Home was just a few blocks away and when I got there my mother had a big fire going in the fireplace and my grandmother was there too. In front of the fireplace, but not too close, was a doll bed. "look inside", my mother said. When I did, I saw a little figure, all wrapped up in a blanket, looking very cozy and the sweetest little face...that of a baby monkey. That moment, I fell in love with that sweet little face.
"Are you rich, grandma?" I asked. She just laughed.
The story unfolded.
My grandmother worked for my dad at the rescue mission on skid row. On that cold and snowy day a man had come in the mission looking for shelter from the weather. Under his coat he held this tiny monkey. The day before he had purchased him at the Woolworth's in their pet department. That was before pet shops were regulated at all. The man was very drunk and he couldn't stay in the mission because of it. My grandmother felt bad for the man but she felt even worse for the little monkey and with her typical quick thinking, offered to buy the man a bottle of wine if he would give her the monkey. He agreed.

to be continued...


----------



## Snowbird Sue (Dec 31, 2007)

That is a good one, and can't wait for the rest! you know, if we had a nickle for every time we heard "When I get Rich......" we would be quite wealthy, wouldn't you think? when I was a child, I wanted a horse.
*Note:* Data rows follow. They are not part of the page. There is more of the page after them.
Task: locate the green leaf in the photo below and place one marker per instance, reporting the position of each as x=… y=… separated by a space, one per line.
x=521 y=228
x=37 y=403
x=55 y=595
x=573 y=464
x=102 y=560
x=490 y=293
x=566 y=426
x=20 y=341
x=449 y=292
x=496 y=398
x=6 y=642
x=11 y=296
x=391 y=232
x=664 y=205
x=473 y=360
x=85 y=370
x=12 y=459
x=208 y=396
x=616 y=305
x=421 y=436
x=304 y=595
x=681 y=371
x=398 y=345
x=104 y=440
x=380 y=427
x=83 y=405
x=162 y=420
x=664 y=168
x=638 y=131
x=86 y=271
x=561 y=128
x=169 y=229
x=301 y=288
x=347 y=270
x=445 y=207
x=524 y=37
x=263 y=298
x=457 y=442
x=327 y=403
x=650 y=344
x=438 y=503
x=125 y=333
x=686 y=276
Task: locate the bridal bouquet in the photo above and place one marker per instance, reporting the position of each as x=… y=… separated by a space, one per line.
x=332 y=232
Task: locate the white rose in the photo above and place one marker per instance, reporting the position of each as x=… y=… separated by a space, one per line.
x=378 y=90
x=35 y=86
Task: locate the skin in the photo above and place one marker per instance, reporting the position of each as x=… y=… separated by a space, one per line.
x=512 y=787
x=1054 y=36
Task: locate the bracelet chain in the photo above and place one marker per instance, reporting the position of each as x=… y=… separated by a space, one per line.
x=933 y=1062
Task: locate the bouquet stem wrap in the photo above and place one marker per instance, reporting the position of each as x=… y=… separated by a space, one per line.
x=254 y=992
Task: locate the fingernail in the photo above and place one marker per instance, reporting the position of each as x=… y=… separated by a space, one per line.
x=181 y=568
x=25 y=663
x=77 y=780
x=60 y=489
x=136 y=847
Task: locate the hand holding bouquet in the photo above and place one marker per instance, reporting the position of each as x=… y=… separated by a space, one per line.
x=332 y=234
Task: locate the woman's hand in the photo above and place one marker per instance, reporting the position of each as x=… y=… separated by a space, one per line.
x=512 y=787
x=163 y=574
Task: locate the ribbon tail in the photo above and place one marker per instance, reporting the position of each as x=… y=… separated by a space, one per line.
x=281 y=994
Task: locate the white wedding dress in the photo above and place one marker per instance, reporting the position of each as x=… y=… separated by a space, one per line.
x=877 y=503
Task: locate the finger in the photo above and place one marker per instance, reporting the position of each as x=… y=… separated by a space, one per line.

My Mom told me when I could afford to buy the horse, buy the feed, and pay for the Vet, I could have one.... Well.... I am getting gray hair now, and still don't have a horse! Nope, I never got rich! thanks for sharing that with us. It was one of the more pleasant posts I have read today


----------



## Margarret (May 3, 2007)

Oh Charis, what a delightful story. I can hardly wait for the next installment. 

Margaret


----------



## Lovebirds (Sep 6, 2002)

OH, I bet that little monkey was THE cutest.............look forward to hearing the rest. I had forgotten that there used to be pets in Woolworths.


----------



## TerriB (Nov 16, 2003)

Great story so far!!! And then...?!?!?


----------



## TheSnipes (Apr 9, 2007)

> ...this tiny monkey. The day before he had purchased him at the Woolworth's in their pet department


Hey..that's what my parents told me about my little brother, too...


----------



## Charis (Feb 11, 2007)

TheSnipes said:


> Hey..that's what my parents told me about my little brother, too...


Was he $99. too?!


----------



## Feather (Dec 8, 2005)

I am glad that your grandmother thought fast enough to get that baby away from someone that was not able to look out for his best interest.


----------



## Charis (Feb 11, 2007)

My grandmother was always a quick thinker.


----------



## Lovebirds (Sep 6, 2002)

Ok Charis......we've waited long enough!!! LOL
Now can we have "the REST of the story"????????????? PLEASE???????


----------



## Charis (Feb 11, 2007)

Ok, in a little bit.


----------